Grey lightning swelled from deep within its thunderous belly, preparing to lash at the treetops and cackle at them with each sky-rattling thrash. Before anyone had a chance to hide, the heavens opened and an onslaught of rain cascaded down, flowing like a river through the twisting village streets; washing the green from the very grass itself.

The rain lasted hours and when it finally stopped the village and everything surrounding it, from the dense thickets to the crumbling roads, had been completely submerged, leaving only the very tips of houses visible.

One by one the villagers popped their heads from attic windows and began the weekly routine of dusting off canoes and setting sail for the village plug.
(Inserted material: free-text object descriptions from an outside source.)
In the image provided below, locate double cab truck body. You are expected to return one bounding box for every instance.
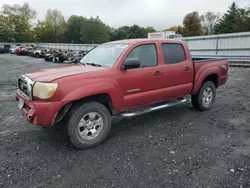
[16,39,229,149]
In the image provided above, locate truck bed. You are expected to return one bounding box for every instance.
[191,57,229,94]
[192,57,227,63]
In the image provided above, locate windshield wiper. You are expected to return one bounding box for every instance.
[86,62,102,67]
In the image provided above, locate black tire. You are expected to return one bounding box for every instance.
[35,53,40,58]
[191,81,216,111]
[67,102,111,149]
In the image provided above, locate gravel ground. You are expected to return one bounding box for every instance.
[0,54,250,188]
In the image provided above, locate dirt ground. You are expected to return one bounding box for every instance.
[0,54,250,188]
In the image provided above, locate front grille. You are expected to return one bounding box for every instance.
[18,78,29,96]
[18,75,34,99]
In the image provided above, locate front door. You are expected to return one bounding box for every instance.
[118,43,163,111]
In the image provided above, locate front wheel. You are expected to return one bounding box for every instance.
[67,102,111,149]
[191,81,216,111]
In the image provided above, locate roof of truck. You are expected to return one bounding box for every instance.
[105,38,184,45]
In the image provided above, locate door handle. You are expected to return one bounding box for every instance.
[153,71,163,76]
[184,67,191,71]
This large rubber attraction sat in the centre of the market square, blocking off a sink-hole which ran deep underground.

Before they pulled the plug however the villagers would spend the day fishing, stocking up their supplies of local Herron and Bass. Such fish are well-known for hiding in underground burrows when the water dries up and racing out again at the first clap of thunder. Everyone would put on their yellow raincoats and dash out in their boats, whistling as they went and stuffing their pockets with enough egg sandwiches to leave a pungent aroma throughout every house in the village and lasting long into the night.

Some villagers had boats the size of houses, some had houses the size of boats, and some had nothing more than a simple plank of wood with a single oar. The size of someone's vessel wasn't a big deal in the village; it was the amount of fish caught at the end of the day which really mattered. What attracted everyone's attention, in the final accounting, would be how much Cod someone had managed to slip into their sack. The fishing couldn't last forever though and soon enough large shadows began to move quickly beneath the water. They weaved elegantly back and forth between the neighbouring gardens and houses, brushing past the church and circling around the local shop.

These were perhaps what everyone feared.

These were the giant Koi.

Roughly the size of two school buses, the Koi shimmered orange and white in the evening sun, their great mouths swallowing hundreds of smaller fish in each long gulp. Luckily no one had fallen victim to them yet as extensive safety procedures had been put in place to stop that from happening; the first and most effective being a combined shout of 'Everyone out of the water … the giant Koi are back again!'

On hearing the warning, the villagers would race home but not before pulling the plug and draining all the water. The Herron and Cod would swim back to their burrows and the Koi would ride the wave pool down the hole, deep underground, ready to emerge when the rain next falls.